Alienware Area-51 5500 review
We’ve seen a host of prestigious PCs this month, from the outrageously overclocked Gladiator to the more reasonably specified but powerful Mesh. Alienware was one of the first to seek out this high-end, not-just-a-PC market, and has been pushing the boundaries ever since. The case usually hides a selection of the best parts money can buy; Alienware systems tend to be ostentatious, gloriously over the top and proud of it.
At first glance, the Area-51 5500 is clearly still from the same stable: the internals are tidy, there’s sound-proof cladding and a host of high-end components provide plenty of power for every possible use. But the Area-51’s case is disappointing.
The front door isn’t particularly easy to open, lacking a proper catch. Once open, it feels flimsy, with the two hinges rattling and easily moving out of alignment. Fortunately, the door itself swings round 270 degrees and can be locked to the side of the case – we found it easier to keep it there rather than fiddle about every time we inserted a CD.
Internally, it’s a lot more practical. The large grille in the front houses a slow-spinning 120mm fan, keeping the 306GB-worth of striped RAID hard disks cool, and a rear 120mm fan exhausts hot air with similar politeness. The disks themselves are mounted on sturdy rubber grommets to further reduce vibration noise, and it all adds up to a reasonably quiet-running system, with its low hum far more tolerable than Evesham’s boisterous Axis Decimator 78.
There’s plenty of room inside, with the tidy cabling a help for both airflow and any future upgrades. Removing the disk caddy isn’t much bother: the entire fascia pops off with the use of two plastic levers. Four thumbscrews hold the fan and caddy in place and it all slides out of the front. The 1GB of fast-running PC5400 RAM (667MHz) from Crucial still leaves two slots free too. There’s also a single PCI Express 1x slot, three standard PCI and a PCI Express 4x slot – the last of these holds potential for future high-bandwidth devices such as HDTV tuners.
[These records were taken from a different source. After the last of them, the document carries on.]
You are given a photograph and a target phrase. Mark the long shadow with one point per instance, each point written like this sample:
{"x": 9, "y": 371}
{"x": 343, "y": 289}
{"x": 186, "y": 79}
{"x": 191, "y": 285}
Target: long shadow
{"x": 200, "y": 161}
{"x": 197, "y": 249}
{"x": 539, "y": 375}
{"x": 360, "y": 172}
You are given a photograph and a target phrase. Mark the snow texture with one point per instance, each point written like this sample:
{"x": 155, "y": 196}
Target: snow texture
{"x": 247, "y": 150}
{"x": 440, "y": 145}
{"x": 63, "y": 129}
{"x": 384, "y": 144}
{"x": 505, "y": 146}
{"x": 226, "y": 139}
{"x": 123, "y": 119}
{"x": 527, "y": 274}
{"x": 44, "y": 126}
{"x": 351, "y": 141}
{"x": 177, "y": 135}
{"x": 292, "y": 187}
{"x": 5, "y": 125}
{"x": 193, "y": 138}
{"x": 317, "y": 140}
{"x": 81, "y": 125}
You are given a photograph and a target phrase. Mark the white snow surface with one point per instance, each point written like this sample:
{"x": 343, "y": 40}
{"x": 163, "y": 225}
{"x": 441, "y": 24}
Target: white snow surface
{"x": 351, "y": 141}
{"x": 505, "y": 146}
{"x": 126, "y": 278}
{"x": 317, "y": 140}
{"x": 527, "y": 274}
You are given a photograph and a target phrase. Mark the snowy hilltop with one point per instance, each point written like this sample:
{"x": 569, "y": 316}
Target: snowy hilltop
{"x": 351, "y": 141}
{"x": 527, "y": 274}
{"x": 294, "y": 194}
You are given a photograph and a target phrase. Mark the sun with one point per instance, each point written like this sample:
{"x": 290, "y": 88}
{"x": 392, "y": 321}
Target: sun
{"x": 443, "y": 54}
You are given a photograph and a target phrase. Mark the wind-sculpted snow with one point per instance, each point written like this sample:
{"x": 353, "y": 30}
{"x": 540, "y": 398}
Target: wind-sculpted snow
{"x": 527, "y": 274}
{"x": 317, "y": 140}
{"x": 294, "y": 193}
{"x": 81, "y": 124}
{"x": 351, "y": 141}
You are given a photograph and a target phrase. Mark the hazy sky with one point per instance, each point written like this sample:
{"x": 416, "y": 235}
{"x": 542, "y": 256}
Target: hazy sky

Backing up the striped hard disk array and 667MHz RAM is the new dual-core Pentium Extreme Edition 840 processor and a motherboard based on Intel’s 955X chipset. Both cores have Hyper-Threading for four simultaneous processing threads – this is notable, as it’s the only real difference between the Pentium EE and the Pentium D. Running at 3.2GHz, it managed a respectable 2.03 in our real-world benchmarks. We were eager to see how much difference four processing threads would make to our 3ds max rendering test, but were slightly disappointed by the results. A score of one minute, 15 seconds is swift, but only three seconds faster than a dual-threaded AMD 4800+ in our standard test rig. And that CPU scored 2.65 in our application benchmarks with a single Western Digital Raptor rather than RAID0 disks. Still, if you do significant amounts of encoding or rendering, the extra parallelism will be welcome.
Alienware’s forte has always been gaming, and on the 3D side there’s an ATi Radeon X850 XT PE fitted into the PCI Express 16x slot. It powered all our game benchmarks to well over playable frame rates at 1,280 x 1,024. With 4x AA and 8x AF, only Doom 3 ran at less than 50fps, and even then only by 2fps. Going more extreme, we saw above 50fps in both Far Cry and Half-Life 2 at 1,600 x 1,200 with the same quality settings, and Doom 3 was still playable at 36fps.
We can’t yet conclude how the X850 XT PE will deal with the next generation of games, though – our most demanding test uses Far Cry’s beta High Dynamic Range (HDR) rendering mode, which requires the 36-bit precision currently found in only nVidia’s GeForce 6 Series GPUs and above. This winter’s games will be playable – the X850 XT PE has enough raw power to cope – but they’re unlikely to look as pretty as if you were using the GeForce 7800 GTX. And you can get this next-generation card in cheaper systems, such as the Mesh Matrix Titan. It beats the X850 XT PE in every test and is capable of running Far Cry in HDR mode at high resolutions and high frame rates.